I, and few thousand others, live in the area that was once Connecticut, but is now the eastern edge of Dutchess, Putnam and some of Westchester Counties of New York. Many thousands more live in the area that was supposed to be New York but is now Connecticut.
The "Equivalent Land" or "The Oblong" was the name given to an approximately 2 mile wide swath of Connecticut land along the Connecticut-New York border that was given to New York in exchange for land along the Long Island Sound that had been settled by Connecticut colonists in the early 1600s. That "panhandle" was New York land, but the settlers claimed that location of the boundry was not clear and they wanted to be in Connecticut. This dispute between the two colonies lasted for many years and there were several attemps to work out a land swap. The exchange of land that made the Oblong part of New York, was essentially completed by order of King George II in 1731. However, both the Colonial Government of New York and the British Crown granted land patents in the territory and the resulting dispute was only settled by the Revolutionary War. The availability of lands for sale in the Oblong was announced in the Quaker Meeting Houses throughout New England and, about 1732, people started to settle in the Oblong. The land swap was not officially ratified by the New York Legislature until the 1860's.
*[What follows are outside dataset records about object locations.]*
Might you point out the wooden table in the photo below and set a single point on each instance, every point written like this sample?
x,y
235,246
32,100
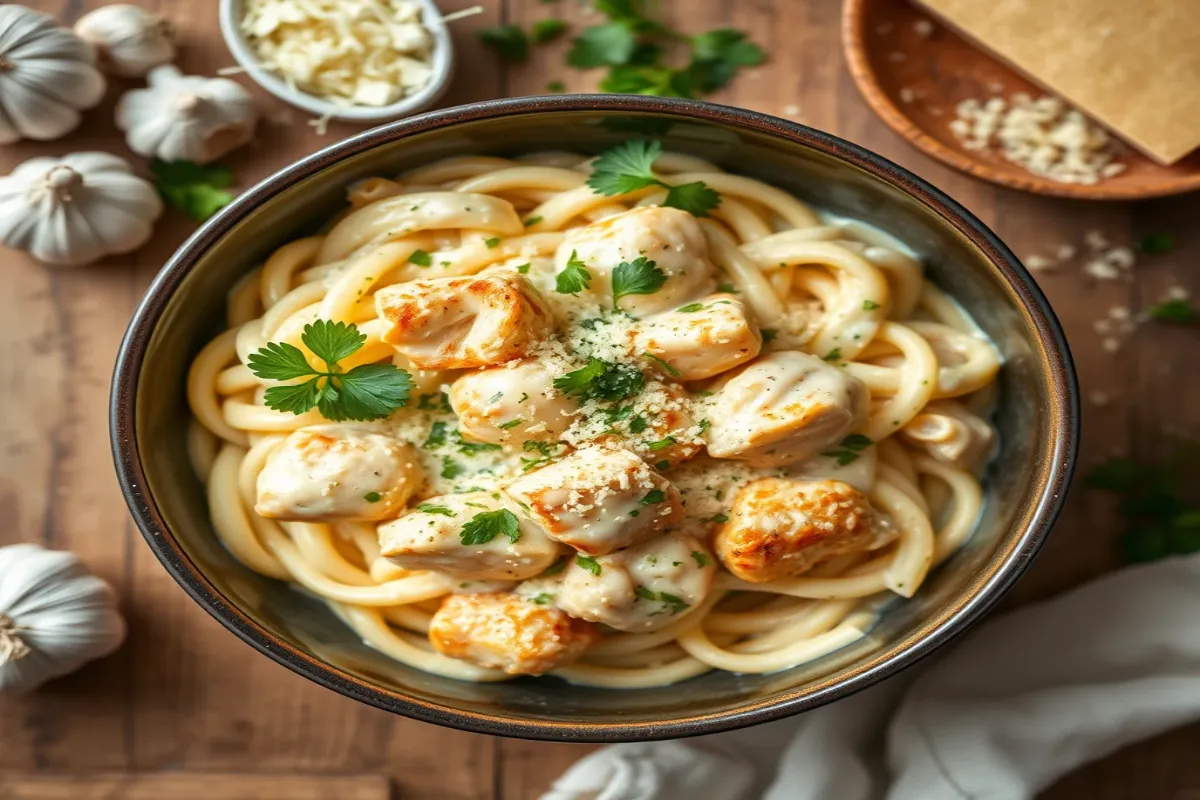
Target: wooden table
x,y
185,695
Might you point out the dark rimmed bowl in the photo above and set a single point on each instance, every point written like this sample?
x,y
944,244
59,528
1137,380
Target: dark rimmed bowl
x,y
1038,414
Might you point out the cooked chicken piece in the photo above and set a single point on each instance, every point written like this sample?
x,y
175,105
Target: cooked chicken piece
x,y
509,632
951,433
473,536
462,323
516,402
670,238
598,499
781,528
337,471
702,338
783,408
641,588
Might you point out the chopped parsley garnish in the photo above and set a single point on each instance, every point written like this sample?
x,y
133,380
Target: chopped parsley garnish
x,y
849,449
601,380
545,30
1155,244
636,277
588,563
574,278
673,605
509,41
630,166
486,525
1176,312
369,391
1159,522
666,367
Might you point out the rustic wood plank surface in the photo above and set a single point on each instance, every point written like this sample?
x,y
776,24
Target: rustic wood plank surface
x,y
184,695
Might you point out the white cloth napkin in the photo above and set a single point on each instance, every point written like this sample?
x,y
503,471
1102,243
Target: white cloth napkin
x,y
1025,698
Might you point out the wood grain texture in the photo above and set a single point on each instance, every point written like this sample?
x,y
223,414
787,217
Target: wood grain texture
x,y
184,695
192,786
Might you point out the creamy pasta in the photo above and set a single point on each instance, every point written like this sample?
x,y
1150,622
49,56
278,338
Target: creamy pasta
x,y
640,444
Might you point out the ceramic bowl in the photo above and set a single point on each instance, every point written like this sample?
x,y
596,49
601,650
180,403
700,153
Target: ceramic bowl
x,y
1037,415
443,71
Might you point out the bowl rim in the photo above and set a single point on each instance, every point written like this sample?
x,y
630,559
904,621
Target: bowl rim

Birth records and land records for this area since 1731 are found in New York. Records of activity in this area prior to 1731, might be found in Connecticut. But, not much was going on hereabouts until after 1731, because the governments knew the land ownership was unclear. Persons who lived in the western two miles of Fairfield & Litchfield Cos. of Connecticut before 1731, would have become residents of New York in 1731, if they did not move east.
By 1790 Connecticut had given up this land and they would not have counted people living here in their census. In my search for former owners of my home, I have found that the New York towns that had this territory as part of their town, often did not count the residents of this area in the 1790 census. Starting with the 1800 census the New York towns did count the people living in this area.